The included Dockerfile can be used to build a docker image that is suitable for local development.

docker build Dockerfile.dev -t records-mover:latest .

Or, using docker compose,

docker compose build

The following commands assume the records-mover container has been named records-mover.

Mount the directory containing your local copy of the repository to have it override what's in the container.

docker run -it --mount src="$(pwd)/records_mover",target=/records-mover/records_mover,type=bind records-mover

This will mount your local src overtop of the same directory in the container. Mount any additional directories you are working on with additional --mount entries

Alternatively, you can launch the container using docker-compose. This will start the container with pre-defined mounts.

docker-compose up -d

This will build the container image as necessary, launch it, and mount the most relevant volumes for local dev. The container is hosting a bash shell and will run until you manually shut it down.

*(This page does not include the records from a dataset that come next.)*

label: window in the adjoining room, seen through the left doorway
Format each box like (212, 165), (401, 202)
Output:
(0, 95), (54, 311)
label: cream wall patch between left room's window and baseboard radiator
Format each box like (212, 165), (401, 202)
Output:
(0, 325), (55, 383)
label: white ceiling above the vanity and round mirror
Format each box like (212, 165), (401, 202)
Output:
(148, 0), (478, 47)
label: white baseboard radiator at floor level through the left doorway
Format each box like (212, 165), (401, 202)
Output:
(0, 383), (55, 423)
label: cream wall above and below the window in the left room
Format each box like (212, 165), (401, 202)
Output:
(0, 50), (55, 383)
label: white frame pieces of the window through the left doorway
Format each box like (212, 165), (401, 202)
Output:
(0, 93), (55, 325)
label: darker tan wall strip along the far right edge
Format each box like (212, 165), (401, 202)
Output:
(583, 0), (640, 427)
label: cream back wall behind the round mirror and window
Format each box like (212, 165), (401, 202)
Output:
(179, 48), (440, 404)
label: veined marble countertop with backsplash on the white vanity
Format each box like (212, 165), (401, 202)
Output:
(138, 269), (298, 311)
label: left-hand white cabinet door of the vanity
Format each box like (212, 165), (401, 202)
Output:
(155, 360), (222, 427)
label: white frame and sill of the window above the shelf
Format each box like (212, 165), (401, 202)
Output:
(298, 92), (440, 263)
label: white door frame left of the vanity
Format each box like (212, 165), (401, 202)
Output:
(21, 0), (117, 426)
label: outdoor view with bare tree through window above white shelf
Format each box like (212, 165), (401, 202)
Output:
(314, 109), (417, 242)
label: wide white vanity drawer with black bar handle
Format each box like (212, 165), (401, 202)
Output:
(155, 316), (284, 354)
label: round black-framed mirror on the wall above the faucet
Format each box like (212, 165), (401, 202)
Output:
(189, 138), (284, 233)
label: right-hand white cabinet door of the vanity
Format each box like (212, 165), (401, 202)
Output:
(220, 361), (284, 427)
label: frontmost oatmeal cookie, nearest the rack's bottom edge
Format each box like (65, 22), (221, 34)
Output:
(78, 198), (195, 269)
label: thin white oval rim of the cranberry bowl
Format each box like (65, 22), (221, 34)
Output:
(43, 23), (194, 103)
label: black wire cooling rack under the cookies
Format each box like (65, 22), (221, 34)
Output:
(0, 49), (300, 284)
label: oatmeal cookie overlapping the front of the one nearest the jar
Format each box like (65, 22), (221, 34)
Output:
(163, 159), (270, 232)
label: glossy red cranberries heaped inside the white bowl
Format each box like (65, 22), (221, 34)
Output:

Note, if you have to add a dependency to requirements.txt and want to test it locally, add the line COPY requirements.txt . after RUN git clone ... in the Dockerfile and rebuild the container.

Working within the container

The container presumes you're still working with python virtual environments when working with it. This could possibly be considered a "hat on a hat" situation. The practical consequence of this is that if you do open a shell in the container, ensure you activate the venv virtual environment. Otherwise, you will not have all the dependencies you'll need.

After you've started a shell with the docker run... command above, you can activate the virtual environment with:

source venv/bin/activate

Running unit and type tests

Unit and type tests can be run within the container by running:

make citest
make cicoverage
make typecheck
make citypecoverage

The tests can be run from outside the container using docker-compose.

docker compose run test

It's theoretically possible to build sufficient additional containers to support running integration tests locally but that has not been planned yet.